Nearly two dozen Community College of Aurora students were inducted into the Alpha Pi Pi chapter of the Phi Theta Kappa honor society during a recent ceremony at the college.
The ceremony featured a procession of inductees, as well as a welcome from Dr. Matt Gianneschi, vice president of student services and enrollment management, and remarks from CCA student Christopher Wilkins, president of the college chapter.
Guest speaker Bobby Pace, CCA adjunct instructor in political science, spoke of the importance of access to technology in students’ daily lives. He referenced the plight of Liu Xiaobo, recipient of the 2010 Nobel Peace Prize, who is serving a prison sentence for using his home computer to write a blog about human rights conditions in China. “Because of a nationwide censorship policy, most Chinese are unaware that Liu even won the prize, or of his arrest,” Pace said. After citing other examples of citizen persecution for sharing information, he reminded students that “technology has served as a lifeline for the advocacy of democracy” and urged them to consider the liberating power of technology. “As members of Phi Theta Kappa and the Community College of Aurora, you have the potential to reach out beyond the limits of time and space and leave a lasting contribution to the pursuit of democracy and human rights, not only for this generation, but for generations to come,” he said.

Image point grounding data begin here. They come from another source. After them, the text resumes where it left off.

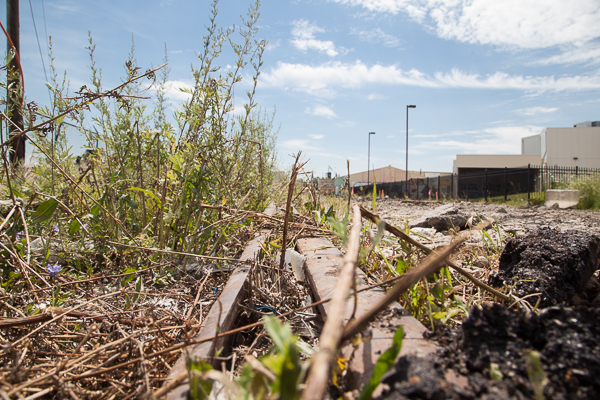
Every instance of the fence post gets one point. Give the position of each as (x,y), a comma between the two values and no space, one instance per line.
(528,179)
(505,183)
(467,185)
(485,186)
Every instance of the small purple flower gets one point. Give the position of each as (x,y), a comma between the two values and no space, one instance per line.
(53,269)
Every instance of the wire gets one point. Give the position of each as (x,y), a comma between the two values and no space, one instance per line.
(38,39)
(18,62)
(40,48)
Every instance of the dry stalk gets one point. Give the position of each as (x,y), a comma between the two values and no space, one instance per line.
(426,267)
(292,184)
(332,331)
(397,232)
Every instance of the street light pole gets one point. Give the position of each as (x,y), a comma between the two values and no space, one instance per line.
(369,158)
(406,177)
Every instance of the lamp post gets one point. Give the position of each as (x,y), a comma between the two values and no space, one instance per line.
(369,158)
(406,177)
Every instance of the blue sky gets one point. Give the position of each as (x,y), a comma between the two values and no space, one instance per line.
(482,73)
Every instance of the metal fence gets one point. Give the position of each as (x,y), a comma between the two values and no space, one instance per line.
(486,183)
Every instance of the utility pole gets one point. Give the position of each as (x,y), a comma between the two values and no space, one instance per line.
(15,84)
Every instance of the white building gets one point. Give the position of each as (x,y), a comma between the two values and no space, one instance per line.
(578,146)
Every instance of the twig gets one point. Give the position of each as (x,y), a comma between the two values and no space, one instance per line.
(395,231)
(426,267)
(171,252)
(288,205)
(332,331)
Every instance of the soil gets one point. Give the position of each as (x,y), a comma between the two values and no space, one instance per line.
(554,263)
(488,356)
(500,342)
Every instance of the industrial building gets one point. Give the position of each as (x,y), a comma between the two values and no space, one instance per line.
(578,146)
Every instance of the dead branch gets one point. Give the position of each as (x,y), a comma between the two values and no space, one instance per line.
(332,331)
(397,232)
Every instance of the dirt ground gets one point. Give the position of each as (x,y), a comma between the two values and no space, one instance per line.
(508,353)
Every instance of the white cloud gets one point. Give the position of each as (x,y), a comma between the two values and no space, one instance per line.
(496,140)
(297,144)
(530,111)
(321,111)
(585,54)
(377,36)
(325,79)
(507,23)
(304,39)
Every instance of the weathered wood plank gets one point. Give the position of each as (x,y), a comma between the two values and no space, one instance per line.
(223,316)
(323,262)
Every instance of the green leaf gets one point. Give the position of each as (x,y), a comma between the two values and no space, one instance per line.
(129,201)
(74,226)
(374,193)
(384,363)
(280,333)
(149,193)
(438,292)
(128,278)
(44,211)
(95,210)
(199,388)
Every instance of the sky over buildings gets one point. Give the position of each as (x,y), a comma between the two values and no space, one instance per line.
(482,73)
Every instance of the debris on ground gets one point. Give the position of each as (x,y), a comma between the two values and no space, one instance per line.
(501,353)
(549,264)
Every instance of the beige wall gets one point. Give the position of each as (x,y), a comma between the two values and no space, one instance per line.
(562,145)
(382,175)
(495,161)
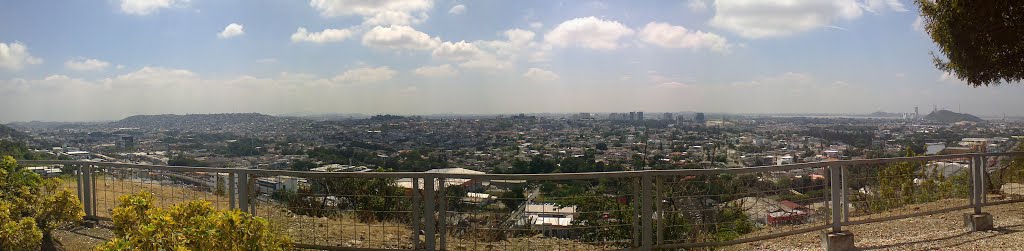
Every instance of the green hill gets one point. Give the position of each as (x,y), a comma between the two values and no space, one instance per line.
(946,116)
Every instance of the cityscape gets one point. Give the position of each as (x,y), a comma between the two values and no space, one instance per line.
(511,125)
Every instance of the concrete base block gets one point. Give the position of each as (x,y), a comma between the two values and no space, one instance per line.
(842,241)
(982,221)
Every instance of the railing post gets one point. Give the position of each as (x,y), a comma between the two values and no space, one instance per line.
(428,212)
(978,182)
(978,220)
(837,239)
(87,191)
(636,211)
(79,181)
(441,213)
(846,194)
(230,191)
(646,212)
(417,227)
(92,187)
(243,186)
(982,182)
(659,208)
(837,198)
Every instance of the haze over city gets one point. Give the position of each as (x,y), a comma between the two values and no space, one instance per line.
(110,59)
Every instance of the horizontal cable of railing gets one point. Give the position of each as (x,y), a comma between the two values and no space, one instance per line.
(531,176)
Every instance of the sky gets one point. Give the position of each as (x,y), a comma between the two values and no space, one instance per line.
(90,60)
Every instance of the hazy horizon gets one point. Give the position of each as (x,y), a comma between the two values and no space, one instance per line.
(110,59)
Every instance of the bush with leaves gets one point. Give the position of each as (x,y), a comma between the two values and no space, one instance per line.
(190,225)
(32,207)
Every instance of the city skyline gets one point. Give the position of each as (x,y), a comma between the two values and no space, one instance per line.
(110,59)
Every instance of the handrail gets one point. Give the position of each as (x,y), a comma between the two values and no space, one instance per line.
(526,176)
(644,183)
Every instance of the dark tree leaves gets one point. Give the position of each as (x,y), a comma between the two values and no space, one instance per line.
(980,41)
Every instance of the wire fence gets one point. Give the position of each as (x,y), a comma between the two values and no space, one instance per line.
(648,209)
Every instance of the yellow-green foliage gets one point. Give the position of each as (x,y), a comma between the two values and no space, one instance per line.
(32,207)
(189,225)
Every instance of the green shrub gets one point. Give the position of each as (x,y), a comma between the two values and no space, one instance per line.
(190,225)
(32,207)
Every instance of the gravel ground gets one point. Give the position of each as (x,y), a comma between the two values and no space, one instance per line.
(938,232)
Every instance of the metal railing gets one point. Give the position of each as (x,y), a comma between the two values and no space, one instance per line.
(650,209)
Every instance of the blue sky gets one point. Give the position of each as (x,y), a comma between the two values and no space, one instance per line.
(82,60)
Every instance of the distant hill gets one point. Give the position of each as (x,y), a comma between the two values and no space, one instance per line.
(202,121)
(11,133)
(946,116)
(884,114)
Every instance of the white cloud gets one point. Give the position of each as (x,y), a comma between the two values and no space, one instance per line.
(919,24)
(231,30)
(669,36)
(540,75)
(696,5)
(398,37)
(153,76)
(86,65)
(15,55)
(442,71)
(672,85)
(144,7)
(882,5)
(948,77)
(376,12)
(365,75)
(458,9)
(457,51)
(590,32)
(757,18)
(326,36)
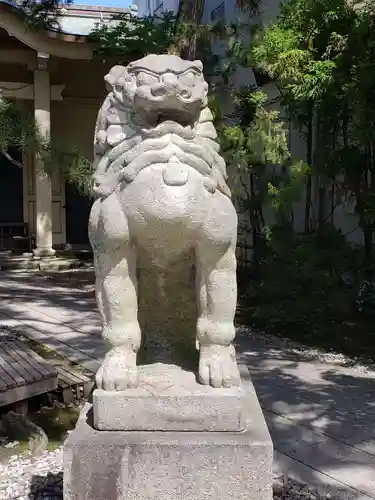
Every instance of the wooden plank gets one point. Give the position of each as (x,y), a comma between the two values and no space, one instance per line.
(34,358)
(76,374)
(27,391)
(6,351)
(3,384)
(10,373)
(63,379)
(16,354)
(45,368)
(71,376)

Phi Theta Kappa is the largest honor society in higher education, serving 1,250 two-year colleges around the world and offering exclusive programs and benefits for members that contribute to a dynamic, multi-dimensional college experience. CCA offers a well-established PTK chapter for eligible students right on campus.
Eligible students must be enrolled at CCA for a minimum of 12 credit hours per semester and must have a grade point average of 3.5. CCA’s Phi Theta Kappa chapter has approximately 100 active members.